You may instruct your client not to answer a deposition question where “necessary to preserve a privilege,” but, if so, you should be prepared to defend it. And defending it means knowing the privilege’s scope and application in all settings, as a Connecticut court recently validated. The court vetoed a lawyer’s instruction that his client refuse to reveal communications with a co-client—even though the lawyer argued that his two clients talked at his direction—for failure to prove that their conversation was “inextricably linked to the giving of legal advice.” Mianus River Gorge, Inc. v. Meyer, 2021 WL 1595429 (Conn. Super. Ct. Mar. 24. 2021). You may read the opinion here.
In a property-related dispute, a lawyer represented two defendants as joint clients. Plaintiff’s counsel deposed one of them, Mead, and asked him to disclose his conversations with the co-client, Meyer, made without their lawyer’s presence. Does this question call for disclosure of privileged communications? The defense lawyer thought so and instructed Mead not to answer.
Here is an example of the colloquy between plaintiff’s counsel (P) and Defendant’s counsel (D).
P: Did you discuss the filing of this [Answer] with Gretchen Meyer at any time prior to January 28, 2020?
D: I’m going to object to that and instruct him not to answer. They are co-defendants and the discussion with regard to litigation matters is privileged and if it took place under the direction or supervision of counsel.
P: Outside the presence of your counsel, be it in person, by telephone or remote conference, did you have any discussions regarding [the Answer] with Gretchen Meyer prior to January 28 2020?
D: I’m going to object to that and instruct him not to answer because any discussions between co-defendants would be done under the direction of counsel in preparation for defense of this litigation, and therefore it’s privileged.
P: How is it privileged?
D: Because the conversation is being conducted under the direction and supervision of counsel, even if counsel was not present.
P: Mr. Mead, are you refusing to answer the question on the advice of your counsel?
D: I’m instructing him not to answer that question.
You may read more of these excerpts here.
Barring a conflict, of course, lawyers may represent two or more clients regarding a single matter, but the clients need to know the boundaries of the attorney–client privilege as it relates to shared communications in this relationship. The privilege protects communications between the lawyer and her clients as to third parties, but it does not protect those communications if the two clients become adverse.
Otherwise, the privilege’s foundational elements remain constant. In deposition setting, the Mianus court held that, to sustain those instructions not to answer, Mead must prove that “any facts the question would elicit are inextricably linked to the giving of legal advice.” And unless inextricably linked, “a communication from attorney to client solely regarding a matter of fact would not ordinarily be privileged.”
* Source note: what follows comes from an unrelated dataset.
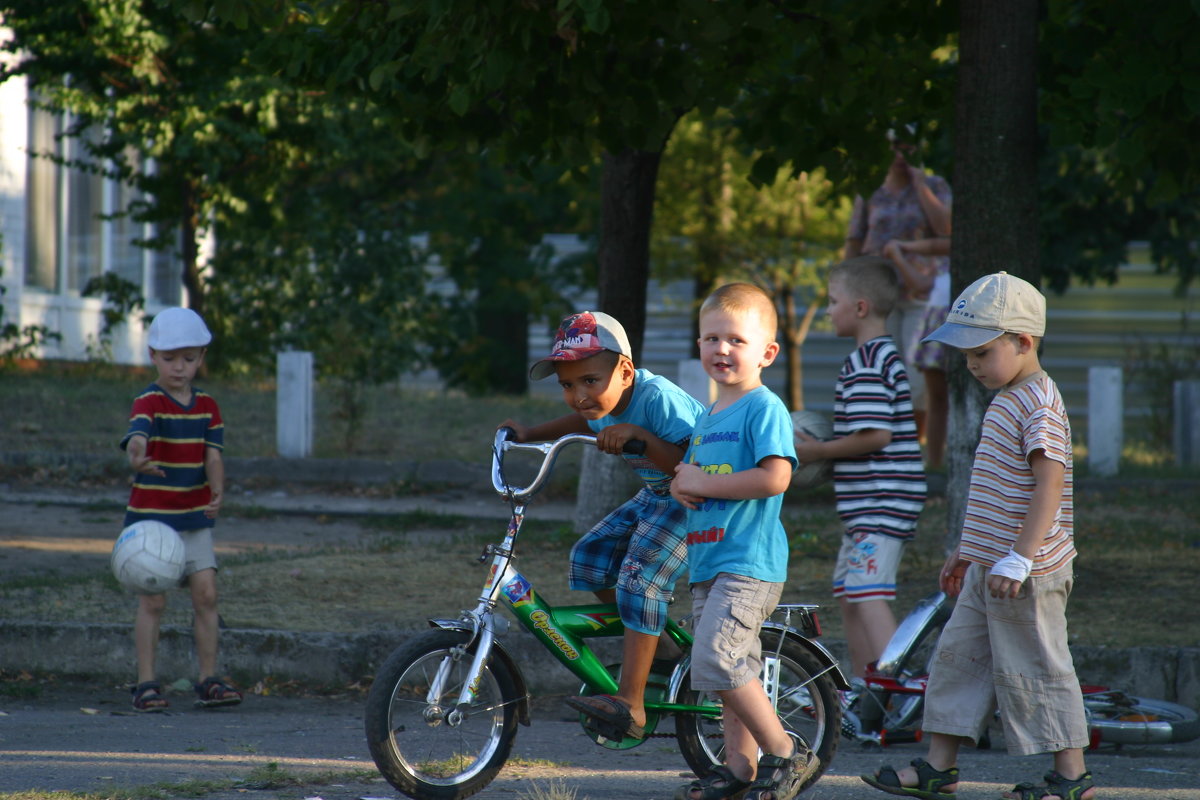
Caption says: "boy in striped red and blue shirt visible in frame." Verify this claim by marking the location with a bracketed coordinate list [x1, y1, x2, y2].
[120, 308, 241, 711]
[796, 255, 925, 678]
The court ruled that Mead failed to prove that his response to the objectionable questions would have revealed facts that were “inextricably linked” to legal advice. The objection to revealing communications between the co-clients—outside counsel’s presence—was simply “overbroad.” And the court rejected defense counsel’s objection at the deposition that his clients communicated “at his direction,” saying—
Such a blanket privilege does not exist and would be an open invitation to discovery abuse. Counsel cannot insulate discoverable facts known to co-defendants simply by directing the parties to communicate with each other concerning the subject matter of the dispute.
There is one caveat: the privilege applies to co-clients’ communications if they are discussing their privileged communications with counsel. But the party asserting the privilege in this setting must prove it, not just say it as part of the deposition objection. And that Mead wholly failed to do—no affidavit; no testimony; nothing. So, the court explained its final edict this way—
The blanket objections at the deposition shut off inquiry into matters that might well have been discoverable and discouraged follow-up inquiries that would have tested the assertion of privilege and the parameters of any privilege asserted.